# Raw Diet Question



## Amac (Feb 6, 2009)

I just received my puppy two days ago! He has been eating a raw diet and I would like to continue this. My vet says its not a good idea because there isn't any quality control at grocery stores and he sees a lot of food poisoning cases. Do you think its okay to buy raw chicken/beef etc. from grocery stores? Is there a better place to buy it from?


----------



## Amaruq (Aug 29, 2001)

First off, where are the pictures.
















If your vet doesn't buy their food at a grocery store where do they get it? You can definitely buy food from a grocery store, however, if you have the freezer space you can find far better deals buying in bulk. 

And again I ask.... where are the pictures?!?!?!


----------



## balakai (Feb 9, 2005)

Okay, I've tried three times to phrase a polite way to say that your vet is way off track, but I can't. 

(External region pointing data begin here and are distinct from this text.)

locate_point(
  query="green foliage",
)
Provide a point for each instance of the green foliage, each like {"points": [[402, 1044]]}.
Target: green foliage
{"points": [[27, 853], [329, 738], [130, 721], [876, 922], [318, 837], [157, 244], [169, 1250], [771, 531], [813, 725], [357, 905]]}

Hogwash! I have bought many things from grocery stores with no problems. The downside to purchasing from a typical grocery store? Lack of variety and price. But I would definitely NOT worry about quality control/illness.

~Kristin


----------



## RavenSophi (Feb 23, 2009)

I agree with the Vet but can only speak from South African experience. We avoid buying meat from the grocery store...period! It is much cheaper and fresher from a butcher. 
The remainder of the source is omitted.